# Help - Need a team name



## Annagain (18 October 2010)

My friends and I need a team name for our riding club show jumping competition at the weekend. All I have cone up with so far are San Andreas Four Faults as we're in a village called St Andrews, but I think that's a bit too clever as not all my team mates got it straight away; Charlie's Angels as one of the horses is called Charlie but it's a bit naff; Branston's Pickles as one of the horses is called Branston but that's what we were last year and Two bays a grey and a chestnut as that's what they are! None of them are particularly inspiring. Can any of you witty and wise lot suggest anything else please? The other two horses are Monty and Murphy if that's any good?

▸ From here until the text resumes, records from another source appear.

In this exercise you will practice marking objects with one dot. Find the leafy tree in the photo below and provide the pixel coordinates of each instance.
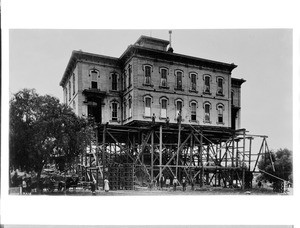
(283, 165)
(41, 128)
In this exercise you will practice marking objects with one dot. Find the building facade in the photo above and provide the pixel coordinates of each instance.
(149, 81)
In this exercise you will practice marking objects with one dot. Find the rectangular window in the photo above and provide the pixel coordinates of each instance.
(207, 112)
(163, 77)
(114, 81)
(220, 114)
(148, 106)
(94, 85)
(193, 82)
(129, 108)
(73, 83)
(179, 80)
(163, 113)
(193, 112)
(220, 86)
(147, 75)
(207, 84)
(114, 113)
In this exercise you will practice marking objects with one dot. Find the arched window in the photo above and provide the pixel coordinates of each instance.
(94, 74)
(147, 105)
(147, 74)
(124, 80)
(129, 107)
(207, 107)
(178, 104)
(179, 75)
(193, 77)
(124, 110)
(220, 82)
(163, 79)
(220, 109)
(114, 81)
(129, 75)
(206, 83)
(193, 108)
(114, 110)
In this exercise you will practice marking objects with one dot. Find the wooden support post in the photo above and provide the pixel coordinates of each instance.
(160, 153)
(207, 160)
(201, 161)
(97, 158)
(103, 154)
(232, 149)
(152, 154)
(178, 144)
(250, 154)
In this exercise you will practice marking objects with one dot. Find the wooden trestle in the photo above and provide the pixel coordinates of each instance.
(138, 155)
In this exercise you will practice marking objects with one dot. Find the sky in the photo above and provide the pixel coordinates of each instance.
(38, 58)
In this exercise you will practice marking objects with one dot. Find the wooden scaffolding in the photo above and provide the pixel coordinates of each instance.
(139, 154)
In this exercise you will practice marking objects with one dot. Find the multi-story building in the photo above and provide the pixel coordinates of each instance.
(150, 81)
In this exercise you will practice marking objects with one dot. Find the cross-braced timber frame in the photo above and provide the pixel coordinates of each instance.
(138, 155)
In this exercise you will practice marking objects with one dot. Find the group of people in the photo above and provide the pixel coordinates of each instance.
(167, 182)
(106, 186)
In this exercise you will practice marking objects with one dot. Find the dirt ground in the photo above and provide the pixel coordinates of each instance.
(166, 192)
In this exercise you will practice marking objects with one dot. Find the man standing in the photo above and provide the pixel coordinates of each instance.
(183, 184)
(175, 183)
(161, 181)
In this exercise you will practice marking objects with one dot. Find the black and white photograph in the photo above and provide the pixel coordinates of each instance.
(150, 112)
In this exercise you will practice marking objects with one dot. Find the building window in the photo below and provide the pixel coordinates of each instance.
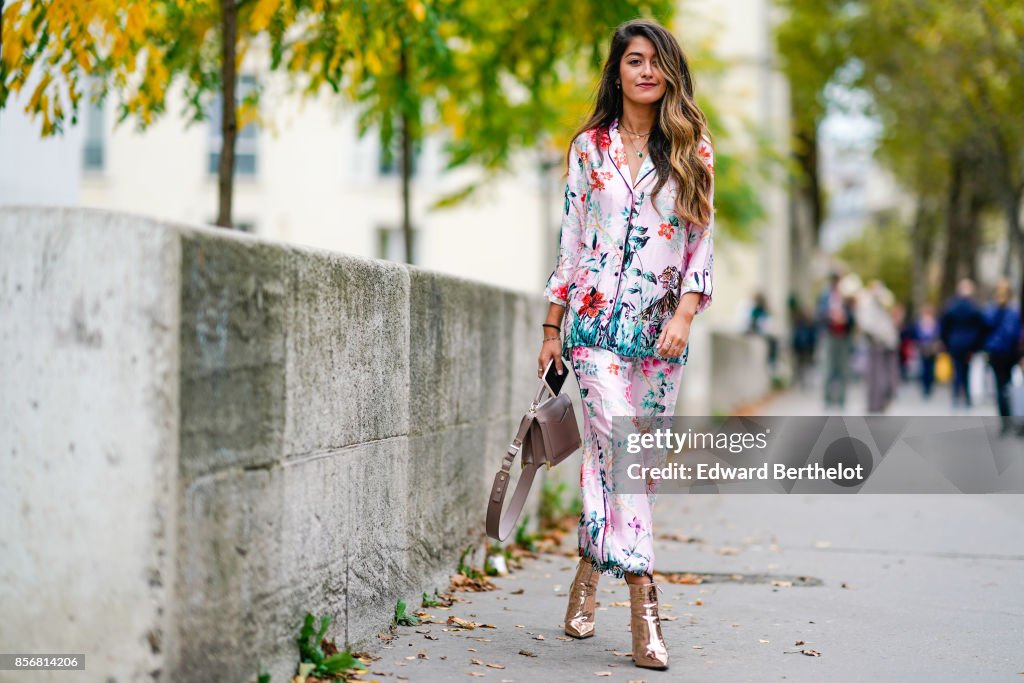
(390, 158)
(246, 150)
(93, 157)
(391, 245)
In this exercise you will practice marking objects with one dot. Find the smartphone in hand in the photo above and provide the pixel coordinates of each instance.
(553, 379)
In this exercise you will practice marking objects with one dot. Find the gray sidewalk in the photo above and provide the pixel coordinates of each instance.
(883, 587)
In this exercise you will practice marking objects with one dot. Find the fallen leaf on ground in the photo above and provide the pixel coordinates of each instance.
(685, 579)
(461, 623)
(460, 582)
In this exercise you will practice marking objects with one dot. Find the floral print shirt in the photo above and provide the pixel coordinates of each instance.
(625, 259)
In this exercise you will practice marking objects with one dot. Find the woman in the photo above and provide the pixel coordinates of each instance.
(1003, 347)
(926, 336)
(634, 266)
(876, 319)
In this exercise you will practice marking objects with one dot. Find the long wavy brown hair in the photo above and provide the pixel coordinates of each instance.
(679, 123)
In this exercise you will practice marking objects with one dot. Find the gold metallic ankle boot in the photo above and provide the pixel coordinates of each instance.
(648, 646)
(580, 613)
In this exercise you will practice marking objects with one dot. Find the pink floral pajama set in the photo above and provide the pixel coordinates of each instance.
(624, 261)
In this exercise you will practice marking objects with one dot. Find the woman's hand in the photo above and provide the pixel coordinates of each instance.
(675, 334)
(550, 349)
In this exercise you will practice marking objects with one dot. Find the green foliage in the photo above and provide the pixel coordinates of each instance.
(401, 617)
(312, 659)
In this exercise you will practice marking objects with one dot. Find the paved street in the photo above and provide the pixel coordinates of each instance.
(926, 587)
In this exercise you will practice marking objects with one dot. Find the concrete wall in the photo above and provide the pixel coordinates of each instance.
(204, 435)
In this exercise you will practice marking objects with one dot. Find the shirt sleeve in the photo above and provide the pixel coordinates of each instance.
(699, 255)
(572, 227)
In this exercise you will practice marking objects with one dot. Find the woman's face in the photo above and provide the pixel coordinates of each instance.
(642, 80)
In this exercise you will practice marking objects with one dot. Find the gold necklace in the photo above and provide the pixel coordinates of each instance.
(633, 142)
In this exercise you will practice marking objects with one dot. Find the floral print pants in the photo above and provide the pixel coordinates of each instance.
(615, 530)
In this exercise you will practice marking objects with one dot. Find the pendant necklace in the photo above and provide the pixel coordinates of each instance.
(633, 142)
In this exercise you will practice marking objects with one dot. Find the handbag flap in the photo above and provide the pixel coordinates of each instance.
(559, 432)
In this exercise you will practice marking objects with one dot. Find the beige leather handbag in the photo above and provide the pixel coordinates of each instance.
(548, 434)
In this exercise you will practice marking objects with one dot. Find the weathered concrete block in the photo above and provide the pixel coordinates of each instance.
(88, 438)
(235, 313)
(348, 351)
(205, 435)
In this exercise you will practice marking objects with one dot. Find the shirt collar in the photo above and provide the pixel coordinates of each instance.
(617, 151)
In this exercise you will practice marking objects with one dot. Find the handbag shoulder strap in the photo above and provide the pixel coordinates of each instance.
(500, 525)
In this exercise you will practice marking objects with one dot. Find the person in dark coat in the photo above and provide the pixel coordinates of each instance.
(926, 337)
(1003, 347)
(963, 330)
(836, 316)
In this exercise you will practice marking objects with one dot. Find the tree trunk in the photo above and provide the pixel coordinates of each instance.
(228, 113)
(950, 259)
(407, 162)
(920, 247)
(807, 156)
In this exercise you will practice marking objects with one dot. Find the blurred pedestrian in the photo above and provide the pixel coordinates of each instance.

Oh and please bear in mind one of us is a respectable pony club dc so nothing too naughty!


----------



## nickslynn (18 October 2010)

Drews devils (as in anDREWS)


----------



## Dubsie (18 October 2010)

Saltire Flyers

(as in St Andrews flags if that's not obvious)


----------



## chameleon (18 October 2010)

If you want to have a bit of fun and not take yourselves too seriously you could use my otherhalfs motorbike racing team names of - Norfolk'n'good and Norfolk'n'chance (say them quickly and you will get the gist!!!)


----------



## LizzyandToddy (18 October 2010)

Cunning Stunts is always a popular one!


----------



## Annagain (19 October 2010)

Our friends are regularly the cunning stunts so that's out of the equasion. I also think out 60 something PC DC might have a bit of a fit at that!  She has a reputation to uphold!


----------



## Fairynuff (19 October 2010)

The 'Girth Gals' was our riding club team name-we were a great squad and won most of the quiz nights while fuelled by Moscow Mules.....those were the days!


----------



## FleabittenT (19 October 2010)

How about The SAMstars? (SAM for St. Andrews Major?) Or something else with SAM in it? 

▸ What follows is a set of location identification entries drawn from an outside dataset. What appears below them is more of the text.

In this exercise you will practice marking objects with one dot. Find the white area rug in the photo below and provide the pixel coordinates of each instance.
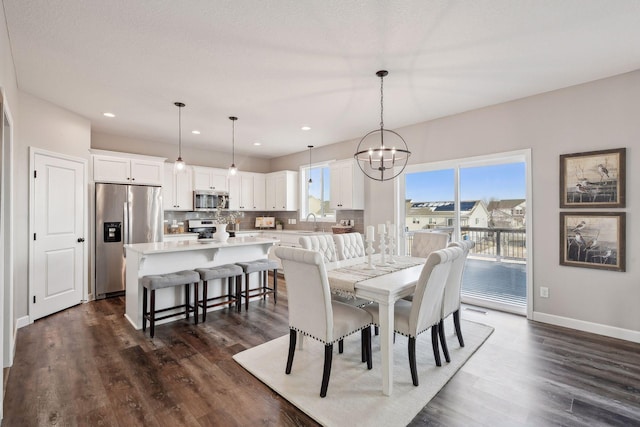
(354, 396)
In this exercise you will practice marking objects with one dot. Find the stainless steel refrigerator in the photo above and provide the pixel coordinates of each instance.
(124, 214)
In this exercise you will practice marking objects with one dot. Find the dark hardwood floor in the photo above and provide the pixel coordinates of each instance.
(87, 366)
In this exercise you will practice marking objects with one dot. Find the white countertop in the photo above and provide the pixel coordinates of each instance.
(191, 245)
(275, 231)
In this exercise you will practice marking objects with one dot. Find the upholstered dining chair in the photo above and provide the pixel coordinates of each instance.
(451, 299)
(313, 313)
(425, 242)
(349, 245)
(322, 243)
(411, 318)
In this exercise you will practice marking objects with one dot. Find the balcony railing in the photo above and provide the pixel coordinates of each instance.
(497, 243)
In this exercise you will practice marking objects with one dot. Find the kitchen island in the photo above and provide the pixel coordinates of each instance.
(166, 257)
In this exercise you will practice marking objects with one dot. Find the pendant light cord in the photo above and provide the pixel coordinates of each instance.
(179, 132)
(381, 102)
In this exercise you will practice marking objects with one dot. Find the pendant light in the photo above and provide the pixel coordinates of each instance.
(233, 169)
(179, 166)
(310, 147)
(379, 159)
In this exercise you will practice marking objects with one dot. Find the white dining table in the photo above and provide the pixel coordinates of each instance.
(384, 289)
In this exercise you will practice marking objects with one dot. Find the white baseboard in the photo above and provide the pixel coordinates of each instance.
(21, 322)
(594, 328)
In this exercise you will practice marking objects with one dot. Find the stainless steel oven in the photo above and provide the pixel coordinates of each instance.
(210, 200)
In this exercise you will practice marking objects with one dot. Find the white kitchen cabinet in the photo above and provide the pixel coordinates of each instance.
(177, 190)
(246, 191)
(182, 237)
(282, 191)
(128, 170)
(210, 179)
(347, 185)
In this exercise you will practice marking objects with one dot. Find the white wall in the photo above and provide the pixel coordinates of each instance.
(193, 156)
(593, 116)
(9, 89)
(49, 127)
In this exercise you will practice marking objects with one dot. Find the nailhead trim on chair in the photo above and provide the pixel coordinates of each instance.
(323, 341)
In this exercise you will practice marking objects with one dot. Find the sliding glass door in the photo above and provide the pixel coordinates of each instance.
(483, 200)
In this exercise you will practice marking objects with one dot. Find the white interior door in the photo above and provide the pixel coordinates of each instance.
(58, 260)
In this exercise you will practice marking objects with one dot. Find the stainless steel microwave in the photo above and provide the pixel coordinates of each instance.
(210, 200)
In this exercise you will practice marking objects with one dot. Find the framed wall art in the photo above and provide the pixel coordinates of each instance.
(593, 240)
(594, 179)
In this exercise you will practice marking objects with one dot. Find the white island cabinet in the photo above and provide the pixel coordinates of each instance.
(167, 257)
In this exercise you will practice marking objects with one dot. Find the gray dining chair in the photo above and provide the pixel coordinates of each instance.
(411, 318)
(322, 243)
(313, 313)
(425, 242)
(349, 245)
(451, 298)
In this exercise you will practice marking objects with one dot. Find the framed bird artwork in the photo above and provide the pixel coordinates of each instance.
(594, 179)
(593, 240)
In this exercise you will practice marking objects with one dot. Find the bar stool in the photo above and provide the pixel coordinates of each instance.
(261, 266)
(230, 272)
(159, 281)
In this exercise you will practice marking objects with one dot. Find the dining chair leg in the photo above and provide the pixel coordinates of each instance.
(412, 360)
(186, 301)
(443, 341)
(367, 335)
(328, 355)
(434, 344)
(144, 309)
(456, 323)
(152, 313)
(292, 348)
(205, 286)
(195, 303)
(275, 286)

Or something using your yard's name or location? Like if you're on Argae Lane, you could be the Argae Bargies? 

I'm a bit cr*p with names though, sorry!


----------



## Slinkyunicorn (19 October 2010)

The Allsorts............


----------



## ossy (19 October 2010)

Does it have to be about st Andrews when picking a team name we usually have it relating to us or the stables we are at. 

I've had before "the three bays and a ginger one"  We had three bay horses and a chesnut in the team. 

Or how about "the St Andrews Angles" or "the Staint A speeders" Or "the flying scots of St Andrews"
Are you all girls how about just "Lethal Ladies"


----------



## Annagain (19 October 2010)

St Andrews is just an idea doesn't have to include tthat. I like the Girth Gals! The farm name is a bit long and a bit Welsh to play with! Not on Argae lane Fleabitten T or would have liked that!


----------



## Sparkles (19 October 2010)

How about a Starzaan inspired name of 'The Wafting Morags'?!


----------



## Annagain (19 October 2010)

Binky01 said:



			How about a Starzaan inspired name of 'The Wafting Morags'?!
		
Click to expand...

I love it. I think I love the fact that nobody will have a clue what we're on about with it - including my teammates - even more!


----------



## Sparkles (19 October 2010)

annagain said:



			I love it. I think I love the fact that nobody will have a clue what we're on about with it - including my teammates - even more!
		
Click to expand...


Haha! Get your team name published somewhere after just for HHO for a laugh lol


----------



## FleabittenT (20 October 2010)

Annagain, have you decided yet? The Wafting Morags, lol 

How about something with Dinas in it otherwise? Dinas On Us? The Dinas Ladies? Dinas Burning? etc!


----------